Getting started with census2020download
Source:vignettes/census2020download.Rmd
census2020download.RmdWhat this package does
census2020download is a small set of helper functions
used by the EJAM package.
It downloads the 2020 Census redistricting (PL94-171) files for US
states, DC, and Puerto Rico — plus the Demographic and Housing
Characteristics (DHC) files for the Island Areas (VI, GU, MP, AS) — then
unzips, reads, and reshapes them into compact
data.tables.
The full pipeline has four steps, wrapped by the single function
census2020_get_data():
-
census2020_download()— fetch the zip files from the Census Bureau -
census2020_unzip()— unzip the data and geographic header files -
census2020_read()— read and merge the pipe-delimited files -
census2020_clean()— rename columns, compute total area, subset
The one-call pipeline
census2020_get_data() runs all four steps. Try it with a
couple of small states so the download is quick:
blocks <- census2020_get_data(c("DE", "DC"))
dim(blocks)
head(blocks)By default it returns the columns blockfips,
lat, lon, pop, and
area (area in square meters). To keep every available
column — including the race/ethnicity breakdown — pass
cols_to_keep = "all":
blocks_all <- census2020_get_data(c("DE", "DC"), cols_to_keep = "all")

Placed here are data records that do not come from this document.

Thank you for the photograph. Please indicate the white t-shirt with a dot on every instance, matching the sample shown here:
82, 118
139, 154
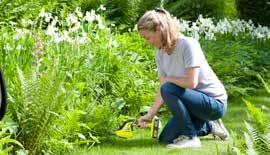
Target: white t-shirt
188, 53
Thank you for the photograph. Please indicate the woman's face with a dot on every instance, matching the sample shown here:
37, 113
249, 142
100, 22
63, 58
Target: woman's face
152, 38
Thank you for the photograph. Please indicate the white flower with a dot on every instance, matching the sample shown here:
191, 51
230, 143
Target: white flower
51, 30
71, 19
12, 23
102, 8
48, 17
78, 12
42, 13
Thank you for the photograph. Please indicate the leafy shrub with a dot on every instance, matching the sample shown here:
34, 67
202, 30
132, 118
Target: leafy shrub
14, 10
257, 11
190, 10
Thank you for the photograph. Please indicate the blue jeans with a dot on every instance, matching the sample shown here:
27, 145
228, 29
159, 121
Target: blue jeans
191, 112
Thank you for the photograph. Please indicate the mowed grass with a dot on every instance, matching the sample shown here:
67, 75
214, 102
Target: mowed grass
143, 144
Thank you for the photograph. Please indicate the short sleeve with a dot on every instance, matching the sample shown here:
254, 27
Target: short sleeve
161, 73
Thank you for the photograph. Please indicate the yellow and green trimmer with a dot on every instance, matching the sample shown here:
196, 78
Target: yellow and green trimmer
126, 129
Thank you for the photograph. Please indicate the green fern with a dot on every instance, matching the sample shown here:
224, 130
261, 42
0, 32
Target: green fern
266, 85
261, 144
42, 100
249, 143
5, 138
257, 116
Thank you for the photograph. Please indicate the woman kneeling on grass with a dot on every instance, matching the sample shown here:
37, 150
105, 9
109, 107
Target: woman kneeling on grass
188, 86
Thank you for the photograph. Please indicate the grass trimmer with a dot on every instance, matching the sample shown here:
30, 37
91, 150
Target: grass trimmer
3, 95
126, 129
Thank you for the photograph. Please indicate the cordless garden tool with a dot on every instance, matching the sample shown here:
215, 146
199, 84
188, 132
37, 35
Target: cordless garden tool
3, 95
126, 129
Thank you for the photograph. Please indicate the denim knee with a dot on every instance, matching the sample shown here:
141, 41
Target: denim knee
164, 139
168, 88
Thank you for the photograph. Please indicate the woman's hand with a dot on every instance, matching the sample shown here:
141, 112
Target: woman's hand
143, 121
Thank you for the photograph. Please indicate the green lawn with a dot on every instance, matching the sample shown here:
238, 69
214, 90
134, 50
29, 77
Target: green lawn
142, 144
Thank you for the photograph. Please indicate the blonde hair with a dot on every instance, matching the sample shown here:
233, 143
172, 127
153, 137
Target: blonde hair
160, 19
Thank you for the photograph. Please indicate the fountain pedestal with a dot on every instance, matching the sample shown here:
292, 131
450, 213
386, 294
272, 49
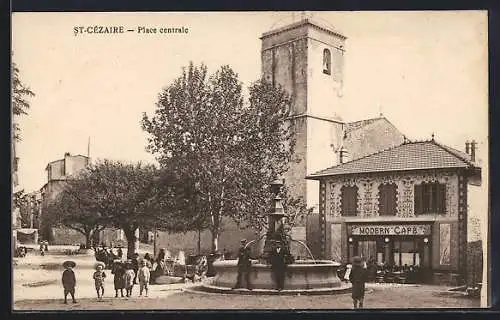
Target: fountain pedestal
306, 276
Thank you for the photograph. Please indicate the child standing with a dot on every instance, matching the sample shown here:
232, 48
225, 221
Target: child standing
144, 277
129, 278
99, 277
69, 280
119, 277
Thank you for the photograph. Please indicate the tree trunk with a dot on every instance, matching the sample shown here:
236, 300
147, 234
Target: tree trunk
132, 238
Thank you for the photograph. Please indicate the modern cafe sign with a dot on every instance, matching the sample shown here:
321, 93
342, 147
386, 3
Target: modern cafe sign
391, 230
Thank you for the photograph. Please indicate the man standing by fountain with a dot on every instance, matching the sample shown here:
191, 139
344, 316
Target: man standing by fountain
278, 265
244, 264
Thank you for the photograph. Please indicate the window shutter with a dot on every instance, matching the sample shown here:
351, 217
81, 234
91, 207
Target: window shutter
441, 198
418, 199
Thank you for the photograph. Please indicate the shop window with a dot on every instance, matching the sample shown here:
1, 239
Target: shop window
406, 253
387, 199
430, 198
327, 62
349, 200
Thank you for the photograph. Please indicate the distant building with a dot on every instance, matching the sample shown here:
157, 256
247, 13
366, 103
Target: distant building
58, 172
407, 205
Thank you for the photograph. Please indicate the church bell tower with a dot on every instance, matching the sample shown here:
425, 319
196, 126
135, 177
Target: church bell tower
306, 58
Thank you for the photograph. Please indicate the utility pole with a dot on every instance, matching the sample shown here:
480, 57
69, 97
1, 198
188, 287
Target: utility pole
154, 242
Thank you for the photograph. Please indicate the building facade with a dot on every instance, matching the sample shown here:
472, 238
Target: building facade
406, 205
306, 58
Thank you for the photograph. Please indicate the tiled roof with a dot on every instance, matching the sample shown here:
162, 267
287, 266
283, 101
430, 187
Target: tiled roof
351, 126
407, 156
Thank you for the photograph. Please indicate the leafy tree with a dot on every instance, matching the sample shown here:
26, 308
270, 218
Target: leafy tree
219, 152
76, 208
20, 104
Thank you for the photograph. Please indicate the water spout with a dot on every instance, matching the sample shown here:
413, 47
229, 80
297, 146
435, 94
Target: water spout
305, 246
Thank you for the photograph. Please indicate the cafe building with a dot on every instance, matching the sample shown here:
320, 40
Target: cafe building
403, 206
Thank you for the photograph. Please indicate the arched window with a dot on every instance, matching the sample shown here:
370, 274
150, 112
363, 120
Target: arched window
327, 62
349, 198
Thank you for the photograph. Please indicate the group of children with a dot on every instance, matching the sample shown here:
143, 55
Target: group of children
124, 278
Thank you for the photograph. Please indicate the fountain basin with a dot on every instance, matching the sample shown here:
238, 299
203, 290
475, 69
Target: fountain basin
301, 275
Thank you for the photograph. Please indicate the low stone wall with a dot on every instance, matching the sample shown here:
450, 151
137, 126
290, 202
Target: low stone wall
303, 275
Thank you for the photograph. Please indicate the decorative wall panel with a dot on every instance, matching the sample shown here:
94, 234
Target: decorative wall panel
368, 197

# The race/ethnicity subgroups sum exactly to the total block population:
groups <- c("hisp", "nhwa", "nhba", "nhaiana", "nhaa",
"nhnhpia", "nhotheralone", "nhmulti")
all.equal(blocks_all$pop, rowSums(blocks_all[, ..groups]))Controlling downloads
-
folder— where zip files are saved (default: a temporary directory). -
overwrite = FALSE— skip downloading any zip already present infolder. -
timeout— seconds before an individual download times out (default 180).
blocks <- census2020_get_data(
c("DE", "DC"),
folder = "~/census2020zip",
overwrite = FALSE,
timeout = 300
)Building the EJAM data tables
census2020_save_datasets() splits the cleaned blocks
into the five tables EJAM uses, and computes each block’s population
weight within its parent block group:
tables <- census2020_save_datasets(blocks)
names(tables)
#> "bgid2fips" "blockid2fips" "blockpoints" "blockwts" "quaddata"Island Areas
Block-level data are not published for the Island Areas, so these come at block-group resolution via a dedicated helper:
islands <- census2020_get_data_islandareas() # VI, GU, MP, AScensus2020_get_data() can also accept a mix of mainland
states and Island Areas and will dispatch each to the appropriate
reader.
Technical references
See the help for ?census2020_read for links to the
Census Bureau technical documentation describing the files, tables, and
variables.